Authors Matt Rabin and Robert Hicks explain the importance of replacing fluids when on a bike ride
Beginning training or competition with adequate hydration levels is paramount. Ensuring you have an optimised pre-hydration status will limit the risk of dehydration more efficiently than trying to hydrate while on the bike. What you’ve consumed over the last 24 hours will influence your hydration. Certain foods and fluids contain higher amounts of water than others, while some can promote fluid loss. Alcohol, for example, has diuretic properties that encourage the body to pass fluids.
Drink 500ml of water as soon as you wake up to replace the fluids your body lost overnight through respiration
Drink an additional 500ml of water two to three hours before you get on the bike. Drinking several hours before riding gives your body sufficient time to excrete any excess fluid that hasn’t been absorbed by the body
Although it sounds simplistic, passing urine is a reliable indicator of hydration status. It’s a good idea to check the colour of your urine. It should be a pale straw-like colour. Anything paler, and you may have taken on too much fluid; anything darker, and you haven’t taken on enough.
Drinking on the go
To avoid dehydration and hyponatremia, the two ends of the scale, current trends advise drinking at a rate that replaces the majority of sweat losses. But how do you know how much you’re sweating? Not an easy question to answer because there are so many factors that influence our sweat rates, from the outside temperature or your diet to the humidity in the air.
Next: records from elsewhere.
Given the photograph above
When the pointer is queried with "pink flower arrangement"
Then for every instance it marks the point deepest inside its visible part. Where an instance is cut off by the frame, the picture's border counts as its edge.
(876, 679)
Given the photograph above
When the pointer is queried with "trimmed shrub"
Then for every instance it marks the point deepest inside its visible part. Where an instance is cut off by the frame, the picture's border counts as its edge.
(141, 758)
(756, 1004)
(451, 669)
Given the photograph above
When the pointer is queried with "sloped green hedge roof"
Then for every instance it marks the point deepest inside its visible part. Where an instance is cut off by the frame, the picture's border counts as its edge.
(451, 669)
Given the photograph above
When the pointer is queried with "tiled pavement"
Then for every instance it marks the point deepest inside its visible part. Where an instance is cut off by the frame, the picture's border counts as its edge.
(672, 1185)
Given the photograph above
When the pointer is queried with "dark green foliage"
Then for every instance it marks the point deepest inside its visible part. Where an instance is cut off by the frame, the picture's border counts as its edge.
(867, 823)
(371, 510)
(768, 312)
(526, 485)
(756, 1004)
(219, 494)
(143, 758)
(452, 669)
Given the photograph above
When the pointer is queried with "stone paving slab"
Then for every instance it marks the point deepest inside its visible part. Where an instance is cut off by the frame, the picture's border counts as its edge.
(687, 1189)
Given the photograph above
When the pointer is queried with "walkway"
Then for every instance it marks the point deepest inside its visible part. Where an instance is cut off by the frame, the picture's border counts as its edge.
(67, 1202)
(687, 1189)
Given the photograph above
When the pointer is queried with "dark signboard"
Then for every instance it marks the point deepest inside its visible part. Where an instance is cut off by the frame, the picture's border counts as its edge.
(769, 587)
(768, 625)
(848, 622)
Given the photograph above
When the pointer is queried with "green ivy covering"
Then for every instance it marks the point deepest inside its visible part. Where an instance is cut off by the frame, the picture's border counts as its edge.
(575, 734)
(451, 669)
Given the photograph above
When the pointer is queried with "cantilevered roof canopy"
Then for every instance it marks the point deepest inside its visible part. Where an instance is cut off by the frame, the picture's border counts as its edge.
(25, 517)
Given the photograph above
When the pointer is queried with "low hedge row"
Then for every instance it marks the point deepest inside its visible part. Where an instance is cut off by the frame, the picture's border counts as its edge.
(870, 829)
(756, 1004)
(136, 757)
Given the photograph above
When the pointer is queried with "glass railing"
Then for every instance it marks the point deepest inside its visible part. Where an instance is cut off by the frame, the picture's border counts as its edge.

Other factors such as your hydration status, fitness levels, body weight and clothing all play a role in how much you sweat.
Your hydration needs should be suited to you. Everyone is different and hydration is all about understanding how much you sweat and what is needed to cater to your specific needs. The content of sweat varies widely between people too. While all sweat contains salts, known as electrolytes, some cyclists naturally have more salty sweat than others. Electrolytes are a combination of essential salts, which aid muscle contraction and relaxation. They also help to keep the nervous and cardiac system functioning and they need replacing when they’re lost in sweat. There are four main electrolytes – sodium, chloride, potassium and magnesium – all with different jobs and roles to play, but it’s sodium that has the most important role, helping maintain the fluid balance of the body.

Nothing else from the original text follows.